The association between subtypes of hepatitis C virus (HCV) and risk of hepatocellular carcinoma (HCC) remained inconclusive and evaluated in both case-control and cohort studies. In the case-control study, 397 HCC cases from medical centers were compared with 410 community-based non-HCC controls. All of them were anti-HCV-seropositive, HBsAg-seronegative with serum HCV RNA levels ≥1,000 IU/mL. Logistic regression models were used to estimate the odds ratio (OR) with 95% confidence interval (95% CI) of HCV subtype after controlling for other HCC risk factors. In the cohort study, 866 anti-HCV-seropositive individuals were followed from 1991 to 2008 to assess the long-term HCC predictability of HCV subtypes. Newly developed HCC cases were ascertained by follow-up health examinations and computerized linkage with national databases.
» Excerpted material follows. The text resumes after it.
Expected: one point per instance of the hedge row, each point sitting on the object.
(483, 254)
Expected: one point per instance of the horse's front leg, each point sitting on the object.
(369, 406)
The percentage of HCV 1b subtype was higher among HCC cases than controls (64 vs. 55%, p < 0.001). Participant infected with HCV 1b had a higher mean serum HCV RNA level (2.0 × 10(6) IU/mL) than those infected with HCV non-1b (1.2 × 10(6) IU/mL, p < 0.001). The multivariate-adjusted OR (95% CI) of developing HCC for HCV 1b comparing to non-1b was 1.43 (1.02-2.02). After the long-term follow-up, the cumulative lifetime (30-80 years old) HCC risk was 19.2 and 29.7% for patients infected with HCV non-1b and 1b, respectively (p < 0.001). The multivariate-adjusted hazard ratio (95% CI) was 1.85 (1.06-3.22) for HCV 1b compared to non-1b. HCV subtype 1b, the most prevalent subtype in Taiwan, was associated with an increased HCC risk and a proactive clinical management is suggested for patients with HCV 1b.